À l’autre bout de la chambre, Morane entendait la respiration régulière de Bill Ballantine, qui dormait d’un sommeil presque profond et, à travers la moustiquaire de fine toile métallique garnissant la fenêtre ouverte, il apercevait, au-delà de la galerie entourant toute la façade de l’hôtel, trois vautours perchés sur le toit voisin, aussi immobiles dans leur sommeil que si leurs silhouettes avaient été découpées à la scie dans le vaste écran bleu de la nuit.

Il faisait une chaleur étouffante malgré le ventilateur électrique qui, pivotant automatiquement sur lui-même, balayait sans cesse la chambre. Finalement, Morane s’endormit, jusqu’au moment où, à travers son sommeil, il eut l’impression d’une nouvelle présence dans la pièce.
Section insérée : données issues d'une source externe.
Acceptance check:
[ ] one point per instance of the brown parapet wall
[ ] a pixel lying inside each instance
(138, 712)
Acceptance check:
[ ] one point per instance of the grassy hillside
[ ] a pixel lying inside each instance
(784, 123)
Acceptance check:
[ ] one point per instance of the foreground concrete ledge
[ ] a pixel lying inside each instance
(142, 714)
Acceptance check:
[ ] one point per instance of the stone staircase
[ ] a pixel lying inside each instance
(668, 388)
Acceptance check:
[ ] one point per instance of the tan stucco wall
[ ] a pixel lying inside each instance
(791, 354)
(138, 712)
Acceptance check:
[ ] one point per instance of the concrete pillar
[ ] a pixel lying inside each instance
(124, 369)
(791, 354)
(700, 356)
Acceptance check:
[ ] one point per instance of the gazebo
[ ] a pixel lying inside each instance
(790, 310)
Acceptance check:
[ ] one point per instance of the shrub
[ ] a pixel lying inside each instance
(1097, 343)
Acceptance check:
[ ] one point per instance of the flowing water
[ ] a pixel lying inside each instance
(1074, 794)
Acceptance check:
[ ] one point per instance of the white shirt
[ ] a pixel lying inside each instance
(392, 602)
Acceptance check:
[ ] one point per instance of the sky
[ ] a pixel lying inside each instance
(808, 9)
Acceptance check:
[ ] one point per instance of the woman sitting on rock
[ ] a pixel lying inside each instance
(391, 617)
Il ouvrit les yeux et aperçut une forme humaine penchée sur la chaise où, avant de se coucher, il avait posé ses vêtements.
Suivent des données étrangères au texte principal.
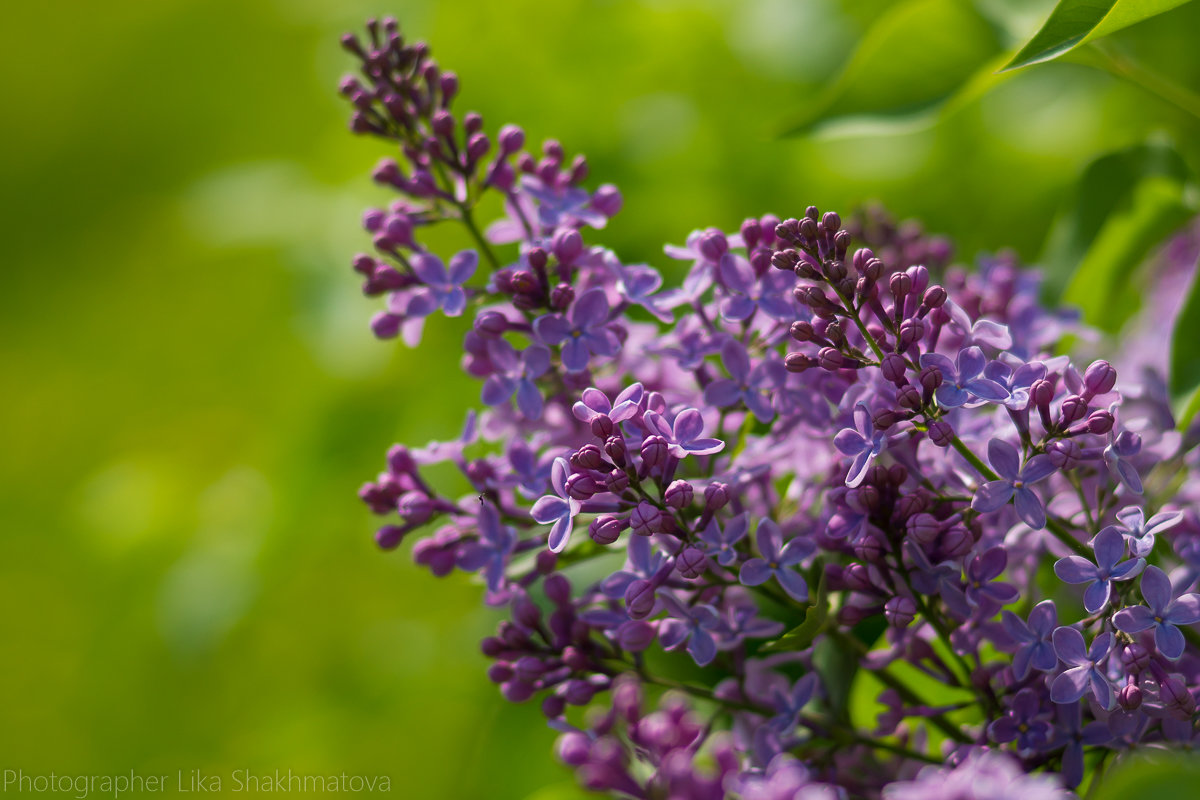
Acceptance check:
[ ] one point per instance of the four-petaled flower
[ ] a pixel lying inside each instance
(964, 384)
(1109, 546)
(582, 332)
(862, 443)
(1033, 639)
(778, 560)
(1085, 669)
(558, 507)
(1161, 613)
(1014, 481)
— Est-ce toi, Bill ? interrogea-t-il.

Au même moment, il perçut à nouveau la respiration régulière de son ami. Cette silhouette ne pouvait donc pas être celle de Ballantine.
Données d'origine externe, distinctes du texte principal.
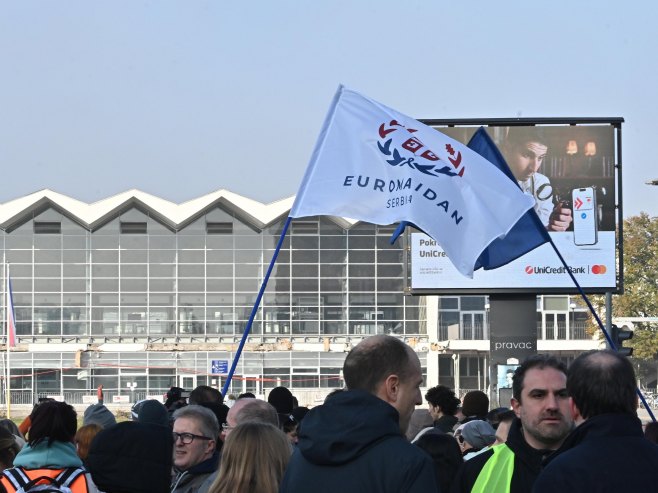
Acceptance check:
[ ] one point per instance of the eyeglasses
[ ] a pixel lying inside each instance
(187, 438)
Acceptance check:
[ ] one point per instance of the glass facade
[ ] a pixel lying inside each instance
(133, 279)
(138, 303)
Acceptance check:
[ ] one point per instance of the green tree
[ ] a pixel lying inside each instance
(640, 298)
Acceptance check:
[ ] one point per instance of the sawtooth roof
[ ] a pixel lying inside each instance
(175, 216)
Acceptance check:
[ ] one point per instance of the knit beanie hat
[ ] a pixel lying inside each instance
(478, 433)
(100, 415)
(281, 399)
(132, 457)
(154, 412)
(475, 403)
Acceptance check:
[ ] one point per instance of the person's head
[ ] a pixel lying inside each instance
(475, 403)
(505, 420)
(254, 458)
(291, 424)
(445, 454)
(441, 400)
(11, 427)
(8, 449)
(52, 421)
(476, 435)
(601, 382)
(525, 150)
(205, 393)
(100, 415)
(386, 367)
(176, 398)
(195, 436)
(249, 410)
(290, 427)
(651, 432)
(541, 401)
(283, 401)
(84, 437)
(332, 394)
(152, 411)
(420, 420)
(132, 457)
Déjà, encore à demi engourdi, Morane s’était dressé, mais le visiteur nocturne fut le plus rapide. Il se précipita sur le Français et lui décocha un coup de poing à la mâchoire. Durement touché, Bob retomba sur le lit. Quand il se releva, ce fut pour voir l’inconnu se glisser par la moustiquaire fendue et gagner la galerie. Bob se précipita, juste à temps pour apercevoir l’homme qui, s’étant laissé tomber de la galerie dans la rue en contrebas, se mettait à courir et disparaissait dans les ténèbres.

Jugeant qu’il était inutile de poursuivre le voleur, Morane revint dans la chambre et fit de la lumière. Il fouilla ses vêtements pour se rendre compte si quelque chose avait disparu, mais il n’en était rien.

« Sans doute ce sacripant venait-il de pénétrer dans la chambre, pensa Bob, et il n’aura eu le loisir de rien emporter… »

À ce moment, Ballantine, réveillé sans doute par la lumière, se dressa sur son séant.

— Que se passe-t-il, commandant ? interrogea-t-il.

— Un voleur, fit Morane. Il m’a glissé entre les doigts…

— A-t-il eu le temps d’emporter quelque chose ?

— Je ne le crois pas. Il fouillait mes vêtements quand je l’ai surpris. Pourtant, rien ne me semble avoir disparu…

Bob venait de prononcer ces derniers mots, quand un des objets qu’il tenait à la main glissa sur le plancher. C’était une feuille de papier épais, pliée en quatre. Ballantine la saisit et la déplia. Un sourire apparut presque aussitôt sur sa large face de géant placide.

— La carte du colonel Haston, commandant, fit-il.

Il partit d’un gros rire.

— Peut-être, après tout, votre homme désirait-il tout simplement s’approprier l’Idole verte. Vous vous rendez compte ! Qui serait assez fou pour vouloir voler l’Idole verte ?

Morane sourit à son tour. Qui serait assez fou, en effet, pour tenter de s’approprier l’Idole verte, si elle existait ? Jamais, avec les féroces réducteurs de têtes hantant la sierra Esmeralda, trésor n’avait sans doute été mieux gardé.